After the Lakers’ victory against the Blazers on Sunday night, Austin Reaves responded to his new existence as the team’s sixth man.
The Los Angeles Lakers, who finished the previous season on a high note, haven’t exactly taken the world by storm to start the 2023–24 campaign. Their bad start to games, when they often fall behind and must build comeback after comeback, has contributed to their underperformance. LeBron James and Anthony Davis have had to put in incredible efforts every night to get them back into the game.
The Lakers coaching staff changed the lineup to include Cam Reddish, who gives the club more two-way presence in the starting lineup, and brought Austin Reaves, the team’s breakthrough guard from the previous season, off the bench to offer the team more firepower whenever James sits. Reaves was the team’s sixth man even without James in the Lakers’ Sunday night win against the struggling Portland Trail Blazers, and it seems like that will be his position going forward.
Reaves, nevertheless, is accepting his “demotion” to the Lakers bench since all he wants is to do everything he can to help the team win.
“Basketball is basketball for me… trying to play the same way regardless of situation. That’s really it. I feel like my family, especially my brother, did a really good job of teaching me at a young age how to play the game,” Reaves said in his postgame presser, per Michael Corvo, ClutchPoints Lakers beat reporter. “That’s really the main thing, just being myself, trusting what I do, but at the same time just playing the right way.”
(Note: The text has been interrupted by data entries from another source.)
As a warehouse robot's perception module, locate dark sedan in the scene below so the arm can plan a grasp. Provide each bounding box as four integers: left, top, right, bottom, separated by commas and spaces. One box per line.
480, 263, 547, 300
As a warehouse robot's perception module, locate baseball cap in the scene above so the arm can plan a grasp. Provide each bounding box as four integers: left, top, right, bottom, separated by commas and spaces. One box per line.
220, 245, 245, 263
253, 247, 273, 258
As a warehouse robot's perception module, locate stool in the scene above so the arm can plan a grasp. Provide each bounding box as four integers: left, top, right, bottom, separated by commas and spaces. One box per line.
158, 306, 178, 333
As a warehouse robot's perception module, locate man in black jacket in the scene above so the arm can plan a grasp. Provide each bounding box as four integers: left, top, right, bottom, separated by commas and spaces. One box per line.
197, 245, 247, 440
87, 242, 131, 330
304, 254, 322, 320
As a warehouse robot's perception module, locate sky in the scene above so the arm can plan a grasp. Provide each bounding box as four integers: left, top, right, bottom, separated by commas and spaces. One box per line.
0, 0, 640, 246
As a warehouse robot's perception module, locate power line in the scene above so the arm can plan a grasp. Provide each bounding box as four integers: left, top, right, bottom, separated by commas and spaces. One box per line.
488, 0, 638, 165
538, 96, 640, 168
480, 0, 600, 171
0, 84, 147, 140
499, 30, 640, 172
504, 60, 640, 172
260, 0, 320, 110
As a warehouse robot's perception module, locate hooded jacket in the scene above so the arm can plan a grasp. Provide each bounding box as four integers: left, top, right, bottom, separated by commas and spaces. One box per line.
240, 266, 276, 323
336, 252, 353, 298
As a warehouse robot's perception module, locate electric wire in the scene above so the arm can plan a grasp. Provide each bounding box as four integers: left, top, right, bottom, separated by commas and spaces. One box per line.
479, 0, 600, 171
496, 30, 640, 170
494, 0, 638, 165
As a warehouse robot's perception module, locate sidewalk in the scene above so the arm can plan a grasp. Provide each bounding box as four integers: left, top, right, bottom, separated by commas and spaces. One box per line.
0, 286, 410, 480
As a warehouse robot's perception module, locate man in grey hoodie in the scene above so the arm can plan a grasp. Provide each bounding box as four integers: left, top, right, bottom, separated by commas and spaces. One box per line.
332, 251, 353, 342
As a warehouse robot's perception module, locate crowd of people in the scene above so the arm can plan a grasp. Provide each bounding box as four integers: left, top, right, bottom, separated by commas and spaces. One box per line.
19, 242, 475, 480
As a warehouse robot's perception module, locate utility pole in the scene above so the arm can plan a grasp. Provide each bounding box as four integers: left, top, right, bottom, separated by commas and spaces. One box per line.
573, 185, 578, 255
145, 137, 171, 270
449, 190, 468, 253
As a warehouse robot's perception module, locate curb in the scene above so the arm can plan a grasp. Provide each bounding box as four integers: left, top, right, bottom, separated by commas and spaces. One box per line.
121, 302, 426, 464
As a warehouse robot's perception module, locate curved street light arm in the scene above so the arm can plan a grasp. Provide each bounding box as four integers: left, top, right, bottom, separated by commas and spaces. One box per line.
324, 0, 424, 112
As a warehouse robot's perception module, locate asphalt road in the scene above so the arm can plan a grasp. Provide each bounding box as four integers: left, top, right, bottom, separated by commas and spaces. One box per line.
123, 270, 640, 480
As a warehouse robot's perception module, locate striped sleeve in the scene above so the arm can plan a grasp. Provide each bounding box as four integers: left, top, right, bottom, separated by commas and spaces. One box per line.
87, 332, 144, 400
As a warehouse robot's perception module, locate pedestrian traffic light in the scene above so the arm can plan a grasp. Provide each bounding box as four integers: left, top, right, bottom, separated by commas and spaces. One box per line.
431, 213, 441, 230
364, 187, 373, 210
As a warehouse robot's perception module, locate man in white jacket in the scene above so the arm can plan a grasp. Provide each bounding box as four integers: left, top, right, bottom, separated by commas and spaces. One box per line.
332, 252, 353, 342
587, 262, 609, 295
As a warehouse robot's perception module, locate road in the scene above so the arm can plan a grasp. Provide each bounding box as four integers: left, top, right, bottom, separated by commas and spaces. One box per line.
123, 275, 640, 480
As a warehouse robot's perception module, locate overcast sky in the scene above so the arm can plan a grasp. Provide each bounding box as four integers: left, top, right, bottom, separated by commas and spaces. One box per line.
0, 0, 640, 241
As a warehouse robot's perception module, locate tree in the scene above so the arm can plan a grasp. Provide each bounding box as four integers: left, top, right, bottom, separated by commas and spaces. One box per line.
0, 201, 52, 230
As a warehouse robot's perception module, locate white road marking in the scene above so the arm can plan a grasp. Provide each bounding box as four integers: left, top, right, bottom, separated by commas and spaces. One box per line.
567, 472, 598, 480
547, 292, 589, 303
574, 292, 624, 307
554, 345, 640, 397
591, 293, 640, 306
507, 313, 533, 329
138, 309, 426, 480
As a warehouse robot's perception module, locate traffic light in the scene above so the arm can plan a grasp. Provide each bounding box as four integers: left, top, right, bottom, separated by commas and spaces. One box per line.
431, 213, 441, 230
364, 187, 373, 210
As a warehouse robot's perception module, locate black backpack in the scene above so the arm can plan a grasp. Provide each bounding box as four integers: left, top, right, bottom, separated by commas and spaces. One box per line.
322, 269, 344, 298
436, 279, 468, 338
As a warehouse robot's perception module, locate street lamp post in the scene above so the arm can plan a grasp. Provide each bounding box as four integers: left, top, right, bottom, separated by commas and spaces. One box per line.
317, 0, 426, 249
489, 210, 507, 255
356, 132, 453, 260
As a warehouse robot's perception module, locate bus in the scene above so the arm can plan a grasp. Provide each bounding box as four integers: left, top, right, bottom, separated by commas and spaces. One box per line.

Austin Reaves should definitely adopt this approach, particularly considering that he hasn’t been able to maintain his level of performance from the previous season to the start of this one. Furthermore, it’s not like Reaves has suddenly isolated himself from the rest of this Lakers team. He is still often used by the club to create offense, and they have enough faith in him to promote him to the position of lead playmaker and creator of shots off the bench.
Reaves is also helping the Lakers win their final minutes of play; on Sunday night, he even finished ahead of starting point guard D’Angelo Russell. This decision has worked brilliantly for the Purple and Gold so far, as the Lakers have won the two games in which he has been their sixth man.